La raíz del totalitarismo moderno hay que verla, por tanto, en la negación de la dignidad trascendente de la persona humana, del seer humano sujeto natural de derechos que nadie puede violar: ni el individuo, el grupo, la clase social, ni la nación o el Estado.
No puede hacerlo tampoco la mayoría de un cuerpo social, poniéndose en contra de la minoría. Cuando, en nombre de una ideología, se quiere expulsar a Dios de la sociedad, se acaba por adorar ídolos, y enseguida el hombre se pierde, su dignidad es pisoteada, sus derechos violados. La privación de la libertad de conciencia y de la libertad religiosa conduce a atrocidades que la historia nos ha mostrado. En esos casos la humanidad es radicalmente empobrecida, privada de esperanza y de ideales.

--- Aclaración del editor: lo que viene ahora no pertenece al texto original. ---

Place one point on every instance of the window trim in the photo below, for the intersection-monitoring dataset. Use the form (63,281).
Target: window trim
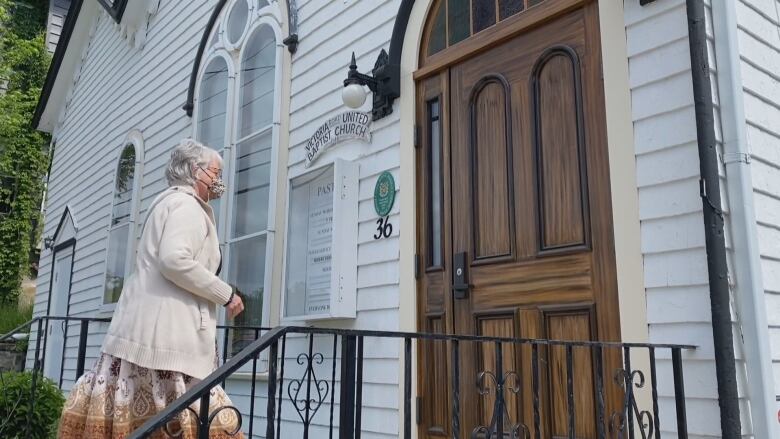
(116,9)
(135,139)
(264,16)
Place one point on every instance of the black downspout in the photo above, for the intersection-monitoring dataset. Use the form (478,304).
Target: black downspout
(709,185)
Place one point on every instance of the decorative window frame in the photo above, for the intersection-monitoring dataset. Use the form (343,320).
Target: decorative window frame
(115,8)
(134,138)
(233,54)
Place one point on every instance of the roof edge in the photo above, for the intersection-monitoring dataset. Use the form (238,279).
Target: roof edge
(56,63)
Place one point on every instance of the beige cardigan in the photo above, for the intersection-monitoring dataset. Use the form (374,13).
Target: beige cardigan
(166,315)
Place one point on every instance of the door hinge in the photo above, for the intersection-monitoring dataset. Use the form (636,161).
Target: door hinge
(418,409)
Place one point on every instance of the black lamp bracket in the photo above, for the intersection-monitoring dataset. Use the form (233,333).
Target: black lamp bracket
(379,82)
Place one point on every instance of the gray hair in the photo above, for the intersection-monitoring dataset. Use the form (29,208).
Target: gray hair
(186,159)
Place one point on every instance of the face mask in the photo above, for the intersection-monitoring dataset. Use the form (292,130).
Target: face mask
(216,187)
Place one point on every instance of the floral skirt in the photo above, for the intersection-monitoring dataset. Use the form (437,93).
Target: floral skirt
(117,396)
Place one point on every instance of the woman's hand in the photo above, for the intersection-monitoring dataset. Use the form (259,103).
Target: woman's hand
(235,307)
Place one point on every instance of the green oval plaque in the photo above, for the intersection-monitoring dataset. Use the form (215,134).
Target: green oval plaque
(384,194)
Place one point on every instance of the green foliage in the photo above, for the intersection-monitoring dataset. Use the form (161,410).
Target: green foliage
(24,62)
(12,317)
(15,406)
(29,17)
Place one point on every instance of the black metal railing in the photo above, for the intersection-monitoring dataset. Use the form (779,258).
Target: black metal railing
(543,388)
(37,333)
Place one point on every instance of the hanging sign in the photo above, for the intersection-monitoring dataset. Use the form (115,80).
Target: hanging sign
(384,197)
(384,194)
(348,125)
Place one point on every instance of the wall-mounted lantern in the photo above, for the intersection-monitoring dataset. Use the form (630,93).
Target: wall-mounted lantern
(379,82)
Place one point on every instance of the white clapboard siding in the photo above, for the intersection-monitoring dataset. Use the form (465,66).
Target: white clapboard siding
(670,209)
(759,47)
(111,94)
(318,70)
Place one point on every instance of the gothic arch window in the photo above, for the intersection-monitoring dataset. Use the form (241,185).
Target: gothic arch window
(122,229)
(237,113)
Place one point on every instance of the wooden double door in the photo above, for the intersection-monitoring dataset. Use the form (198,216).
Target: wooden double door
(515,233)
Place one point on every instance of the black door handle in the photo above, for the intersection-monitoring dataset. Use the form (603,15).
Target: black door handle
(460,284)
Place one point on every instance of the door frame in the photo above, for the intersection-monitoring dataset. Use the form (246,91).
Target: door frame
(622,167)
(69,242)
(68,246)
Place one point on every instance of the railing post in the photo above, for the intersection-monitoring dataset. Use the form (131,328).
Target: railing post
(455,388)
(653,377)
(203,420)
(679,394)
(347,397)
(83,333)
(271,405)
(407,388)
(500,403)
(535,383)
(253,390)
(600,409)
(570,389)
(359,389)
(34,378)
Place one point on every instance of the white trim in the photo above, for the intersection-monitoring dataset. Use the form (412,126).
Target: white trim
(250,15)
(407,310)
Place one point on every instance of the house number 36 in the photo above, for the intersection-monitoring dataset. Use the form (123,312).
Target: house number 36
(383,228)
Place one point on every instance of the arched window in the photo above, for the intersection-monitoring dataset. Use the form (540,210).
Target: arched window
(121,230)
(240,110)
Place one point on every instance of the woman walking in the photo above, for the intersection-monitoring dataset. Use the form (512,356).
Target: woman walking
(162,337)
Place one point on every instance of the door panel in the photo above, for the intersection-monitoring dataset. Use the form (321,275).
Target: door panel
(563,188)
(516,185)
(490,170)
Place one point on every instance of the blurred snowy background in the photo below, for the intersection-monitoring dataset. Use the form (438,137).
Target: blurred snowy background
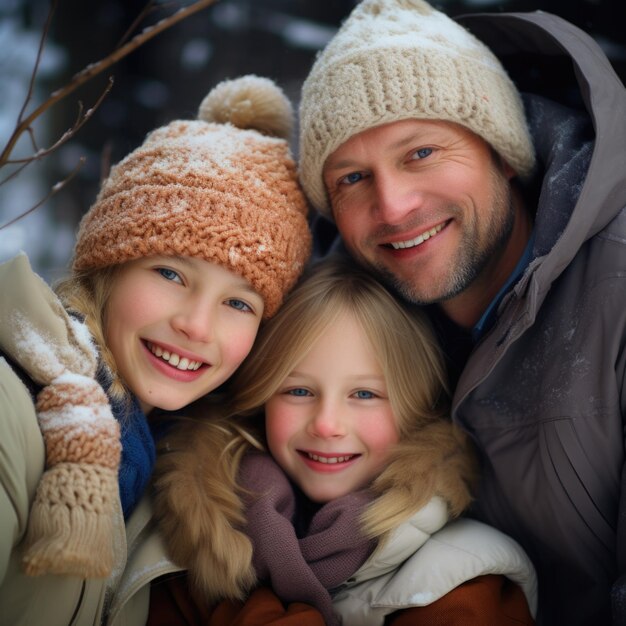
(166,79)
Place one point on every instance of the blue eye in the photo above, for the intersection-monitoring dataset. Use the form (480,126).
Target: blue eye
(169,274)
(422,153)
(240,305)
(299,392)
(352,178)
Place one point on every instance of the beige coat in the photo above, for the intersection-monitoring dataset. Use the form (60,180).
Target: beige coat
(57,600)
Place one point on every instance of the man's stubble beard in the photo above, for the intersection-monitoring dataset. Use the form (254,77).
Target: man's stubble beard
(470,261)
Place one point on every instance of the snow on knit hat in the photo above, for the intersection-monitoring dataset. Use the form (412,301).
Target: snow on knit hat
(401,59)
(222,188)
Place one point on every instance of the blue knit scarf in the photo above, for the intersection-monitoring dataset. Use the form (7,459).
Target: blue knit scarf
(138,449)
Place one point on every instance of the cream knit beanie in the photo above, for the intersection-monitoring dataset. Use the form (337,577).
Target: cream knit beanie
(401,59)
(222,188)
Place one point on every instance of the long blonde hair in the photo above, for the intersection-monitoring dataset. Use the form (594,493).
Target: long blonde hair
(86,293)
(196,484)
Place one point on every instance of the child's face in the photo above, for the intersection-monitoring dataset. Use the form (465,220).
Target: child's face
(330,424)
(178,327)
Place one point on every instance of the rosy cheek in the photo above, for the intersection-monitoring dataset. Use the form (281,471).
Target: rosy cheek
(239,347)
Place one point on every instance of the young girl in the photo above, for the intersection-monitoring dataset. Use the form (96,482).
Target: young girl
(343,496)
(194,239)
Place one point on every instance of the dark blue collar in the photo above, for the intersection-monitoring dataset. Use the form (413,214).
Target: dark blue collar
(489,316)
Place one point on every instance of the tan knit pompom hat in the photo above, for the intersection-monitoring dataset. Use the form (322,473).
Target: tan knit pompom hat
(222,188)
(401,59)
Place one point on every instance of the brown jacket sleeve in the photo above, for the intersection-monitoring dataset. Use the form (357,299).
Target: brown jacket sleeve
(484,601)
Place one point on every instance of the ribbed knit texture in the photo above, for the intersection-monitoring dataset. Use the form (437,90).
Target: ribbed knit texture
(210,190)
(394,60)
(71,520)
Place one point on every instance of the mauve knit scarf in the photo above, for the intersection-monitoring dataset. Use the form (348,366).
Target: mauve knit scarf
(301,567)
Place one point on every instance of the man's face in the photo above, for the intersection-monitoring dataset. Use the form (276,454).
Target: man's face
(425,205)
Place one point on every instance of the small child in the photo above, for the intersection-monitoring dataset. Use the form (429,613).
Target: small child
(194,239)
(343,499)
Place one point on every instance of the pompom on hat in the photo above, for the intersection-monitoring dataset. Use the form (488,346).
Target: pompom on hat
(222,188)
(394,60)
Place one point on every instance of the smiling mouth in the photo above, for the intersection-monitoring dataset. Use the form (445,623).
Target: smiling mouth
(175,360)
(331,460)
(420,239)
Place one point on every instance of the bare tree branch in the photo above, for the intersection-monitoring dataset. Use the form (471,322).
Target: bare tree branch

Entre las causas más importantes de la crisis del mundo moderno están una conciencia humana anestesiada y un alejamiento de los valores religiosos, además del predominio del individualismo y de las filosofías materialistas que divinizan al hombre y ponen los valores mundanos y materiales en el lugar de los principios supremos y trascendentes. No puede admitirse que en el debate público sólo tengan voz los poderosos. Debe haber un lugar para la reflexión que procede de un trasfondo filosófico, ético y religioso.